Il ajoute en rappelant l’héritage du système des pensionnats et des autres politiques coloniales qui ont laissé des cicatrices durables qu’outre les pressions exercées sur les garçons autochtones pour qu’ils soient durs et stoïques, ce qui peut les conduire à s’impliquer dans des gangs et à commettre des actes de violence, la réalité est que leur présent est lié au passé.

« Si l’on observe celles et ceux qui réussissent très bien à l’école, c’est – dans 99 % des cas – parce qu’ils bénéficient d’un soutien important à la maison, souligne M. Cook.

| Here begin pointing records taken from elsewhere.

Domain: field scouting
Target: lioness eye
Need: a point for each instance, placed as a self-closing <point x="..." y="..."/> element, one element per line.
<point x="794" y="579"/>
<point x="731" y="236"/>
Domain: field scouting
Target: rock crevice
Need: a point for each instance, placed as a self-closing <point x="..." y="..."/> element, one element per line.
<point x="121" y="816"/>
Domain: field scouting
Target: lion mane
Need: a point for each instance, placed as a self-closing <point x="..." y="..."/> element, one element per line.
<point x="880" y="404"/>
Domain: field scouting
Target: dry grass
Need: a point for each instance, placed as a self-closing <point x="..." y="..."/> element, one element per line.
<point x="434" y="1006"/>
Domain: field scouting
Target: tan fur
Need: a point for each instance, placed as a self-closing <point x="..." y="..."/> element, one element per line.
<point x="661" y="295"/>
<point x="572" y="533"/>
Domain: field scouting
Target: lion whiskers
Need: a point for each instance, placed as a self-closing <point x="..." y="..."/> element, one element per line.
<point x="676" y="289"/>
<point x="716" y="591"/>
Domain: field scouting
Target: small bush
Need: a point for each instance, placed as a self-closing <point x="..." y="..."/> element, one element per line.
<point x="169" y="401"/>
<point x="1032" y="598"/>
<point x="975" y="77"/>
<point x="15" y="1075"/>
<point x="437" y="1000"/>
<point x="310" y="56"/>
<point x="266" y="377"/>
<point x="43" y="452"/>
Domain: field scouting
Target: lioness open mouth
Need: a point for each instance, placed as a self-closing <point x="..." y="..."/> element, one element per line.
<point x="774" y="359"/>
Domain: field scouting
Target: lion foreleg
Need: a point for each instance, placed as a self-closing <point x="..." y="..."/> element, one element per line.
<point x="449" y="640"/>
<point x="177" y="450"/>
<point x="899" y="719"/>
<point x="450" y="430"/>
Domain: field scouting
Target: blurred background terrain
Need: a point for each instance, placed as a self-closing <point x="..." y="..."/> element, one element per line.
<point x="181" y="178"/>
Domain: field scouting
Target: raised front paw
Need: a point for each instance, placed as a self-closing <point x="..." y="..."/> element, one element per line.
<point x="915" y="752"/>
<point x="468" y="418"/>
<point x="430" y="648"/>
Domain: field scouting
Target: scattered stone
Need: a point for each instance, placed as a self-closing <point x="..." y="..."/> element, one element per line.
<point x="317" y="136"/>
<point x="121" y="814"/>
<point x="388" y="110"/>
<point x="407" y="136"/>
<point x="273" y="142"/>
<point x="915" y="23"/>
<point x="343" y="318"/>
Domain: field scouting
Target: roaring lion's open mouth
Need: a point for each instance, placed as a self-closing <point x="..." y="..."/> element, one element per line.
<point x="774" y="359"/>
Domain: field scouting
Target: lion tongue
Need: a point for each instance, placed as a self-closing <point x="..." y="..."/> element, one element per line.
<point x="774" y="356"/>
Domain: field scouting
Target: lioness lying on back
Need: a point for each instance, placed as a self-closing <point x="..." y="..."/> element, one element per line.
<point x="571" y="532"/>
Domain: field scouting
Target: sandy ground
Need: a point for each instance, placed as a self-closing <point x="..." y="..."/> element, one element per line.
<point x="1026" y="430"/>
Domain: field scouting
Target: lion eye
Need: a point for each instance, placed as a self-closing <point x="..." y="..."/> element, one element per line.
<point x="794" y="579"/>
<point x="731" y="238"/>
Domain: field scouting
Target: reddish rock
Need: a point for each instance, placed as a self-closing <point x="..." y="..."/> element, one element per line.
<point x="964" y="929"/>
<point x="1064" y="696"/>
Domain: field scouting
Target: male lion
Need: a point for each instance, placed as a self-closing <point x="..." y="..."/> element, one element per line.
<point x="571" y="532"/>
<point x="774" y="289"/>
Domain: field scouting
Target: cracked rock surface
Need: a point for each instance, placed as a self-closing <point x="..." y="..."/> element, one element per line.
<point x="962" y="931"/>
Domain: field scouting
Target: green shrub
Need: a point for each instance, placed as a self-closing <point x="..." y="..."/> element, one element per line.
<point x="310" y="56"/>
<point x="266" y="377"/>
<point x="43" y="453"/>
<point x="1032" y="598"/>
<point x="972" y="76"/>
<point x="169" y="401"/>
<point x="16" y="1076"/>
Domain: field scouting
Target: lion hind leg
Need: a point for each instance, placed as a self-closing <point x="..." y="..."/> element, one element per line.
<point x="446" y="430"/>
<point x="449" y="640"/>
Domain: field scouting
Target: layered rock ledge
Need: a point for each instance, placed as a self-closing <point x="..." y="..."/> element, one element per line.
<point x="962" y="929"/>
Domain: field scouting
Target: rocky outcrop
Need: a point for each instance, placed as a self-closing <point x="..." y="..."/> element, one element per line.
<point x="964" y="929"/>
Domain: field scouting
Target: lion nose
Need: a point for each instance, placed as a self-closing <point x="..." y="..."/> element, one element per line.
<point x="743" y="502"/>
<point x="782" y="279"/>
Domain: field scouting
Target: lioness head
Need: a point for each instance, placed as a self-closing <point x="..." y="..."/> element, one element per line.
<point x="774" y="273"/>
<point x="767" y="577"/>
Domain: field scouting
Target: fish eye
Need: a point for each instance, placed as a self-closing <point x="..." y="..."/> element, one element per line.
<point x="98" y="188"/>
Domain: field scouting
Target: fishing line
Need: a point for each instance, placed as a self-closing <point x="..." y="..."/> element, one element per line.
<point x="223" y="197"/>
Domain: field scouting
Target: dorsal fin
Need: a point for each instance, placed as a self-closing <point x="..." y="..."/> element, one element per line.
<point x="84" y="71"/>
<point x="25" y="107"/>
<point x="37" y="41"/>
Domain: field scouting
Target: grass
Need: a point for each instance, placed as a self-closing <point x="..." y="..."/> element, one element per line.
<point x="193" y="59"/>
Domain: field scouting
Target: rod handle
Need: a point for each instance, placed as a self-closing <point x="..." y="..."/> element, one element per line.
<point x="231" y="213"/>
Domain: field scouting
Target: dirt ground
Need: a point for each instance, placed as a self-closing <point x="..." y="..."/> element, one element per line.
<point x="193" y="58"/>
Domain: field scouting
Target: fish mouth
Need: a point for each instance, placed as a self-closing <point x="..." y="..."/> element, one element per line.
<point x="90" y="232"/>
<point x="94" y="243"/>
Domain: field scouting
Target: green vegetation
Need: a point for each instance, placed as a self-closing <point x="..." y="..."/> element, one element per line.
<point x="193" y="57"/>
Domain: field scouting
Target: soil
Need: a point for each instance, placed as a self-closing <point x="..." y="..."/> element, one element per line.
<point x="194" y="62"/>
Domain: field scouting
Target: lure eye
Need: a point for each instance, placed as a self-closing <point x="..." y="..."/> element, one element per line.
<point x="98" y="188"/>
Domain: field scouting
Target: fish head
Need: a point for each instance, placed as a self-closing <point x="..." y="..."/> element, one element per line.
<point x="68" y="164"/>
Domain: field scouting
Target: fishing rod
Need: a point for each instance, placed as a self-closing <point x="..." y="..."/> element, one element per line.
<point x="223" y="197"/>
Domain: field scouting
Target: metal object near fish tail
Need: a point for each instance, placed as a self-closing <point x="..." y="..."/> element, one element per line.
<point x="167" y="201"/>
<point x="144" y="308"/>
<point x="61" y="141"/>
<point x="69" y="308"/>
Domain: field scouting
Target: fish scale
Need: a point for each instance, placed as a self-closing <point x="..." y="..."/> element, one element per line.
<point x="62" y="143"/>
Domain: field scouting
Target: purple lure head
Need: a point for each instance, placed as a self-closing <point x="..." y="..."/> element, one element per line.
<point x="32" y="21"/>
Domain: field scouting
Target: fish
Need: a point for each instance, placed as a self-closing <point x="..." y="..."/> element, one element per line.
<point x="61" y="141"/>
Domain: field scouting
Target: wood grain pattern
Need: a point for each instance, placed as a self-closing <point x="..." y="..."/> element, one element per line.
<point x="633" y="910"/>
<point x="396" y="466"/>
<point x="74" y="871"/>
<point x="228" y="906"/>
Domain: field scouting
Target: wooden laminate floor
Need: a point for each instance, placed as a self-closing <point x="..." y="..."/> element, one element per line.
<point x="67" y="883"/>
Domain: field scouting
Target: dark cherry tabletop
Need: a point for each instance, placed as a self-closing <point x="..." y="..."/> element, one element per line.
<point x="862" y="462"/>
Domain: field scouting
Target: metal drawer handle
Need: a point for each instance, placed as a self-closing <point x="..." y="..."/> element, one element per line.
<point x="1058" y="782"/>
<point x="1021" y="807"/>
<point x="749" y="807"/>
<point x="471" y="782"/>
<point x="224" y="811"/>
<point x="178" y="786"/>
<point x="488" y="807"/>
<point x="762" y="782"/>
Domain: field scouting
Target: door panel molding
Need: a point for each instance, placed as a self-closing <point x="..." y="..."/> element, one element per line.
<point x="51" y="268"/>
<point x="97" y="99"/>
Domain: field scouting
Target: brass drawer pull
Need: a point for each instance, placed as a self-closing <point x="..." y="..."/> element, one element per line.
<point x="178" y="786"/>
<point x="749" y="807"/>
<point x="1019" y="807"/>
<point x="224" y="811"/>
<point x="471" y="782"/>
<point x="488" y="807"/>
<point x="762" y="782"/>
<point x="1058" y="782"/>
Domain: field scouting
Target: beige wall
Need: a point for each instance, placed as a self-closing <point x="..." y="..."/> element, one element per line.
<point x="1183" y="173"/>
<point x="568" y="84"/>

« Et même si nous avons beaucoup de familles autochtones qui accordent une grande importance à l’école et qui soutiennent leurs enfants à la maison, nous avons aussi beaucoup de familles où cette relation, ce soutien et ces opportunités n’existent tout simplement pas, et c’est pourquoi nous voyons des élèves qui ont des difficultés à l’école. »

Il travaille souvent avec des étudiants des Premières Nations qui viennent à Winnipeg pour terminer leurs études secondaires et n’hésite pas à avoir des conversations franches sur l’impact du colonialisme sur ses étudiants, leurs familles et les problèmes sociaux de leurs communautés.

M. Cook tient également à s’assurer que chacun et chacune de ses élèves sait qu’ils n’ont pas besoin de se dépêcher de finir le secondaire en quatre ans.

Le taux de diplomation en six ans chez les élèves autochtones du Manitoba était de 63 % en 2022, soit 12 % de plus par rapport à ceux qui avaient obtenu leur diplôme en quatre ans.

Si le directeur adjoint estime qu’il est « à plus de 100 % » utile de s’efforcer de recruter davantage d’enseignants masculins, il ajoute qu’il ne faut pas négliger les nombreux hommes qui enseignent dans les communautés autochtones et qui sont chargés de l’apprentissage sur le terrain.

« Nous devons vraiment examiner ce qu’est l’éducation et analyser si nous lui rendons justice en excluant (des activités en dehors de l’école, telles que la chasse et la pêche) », conclut-il.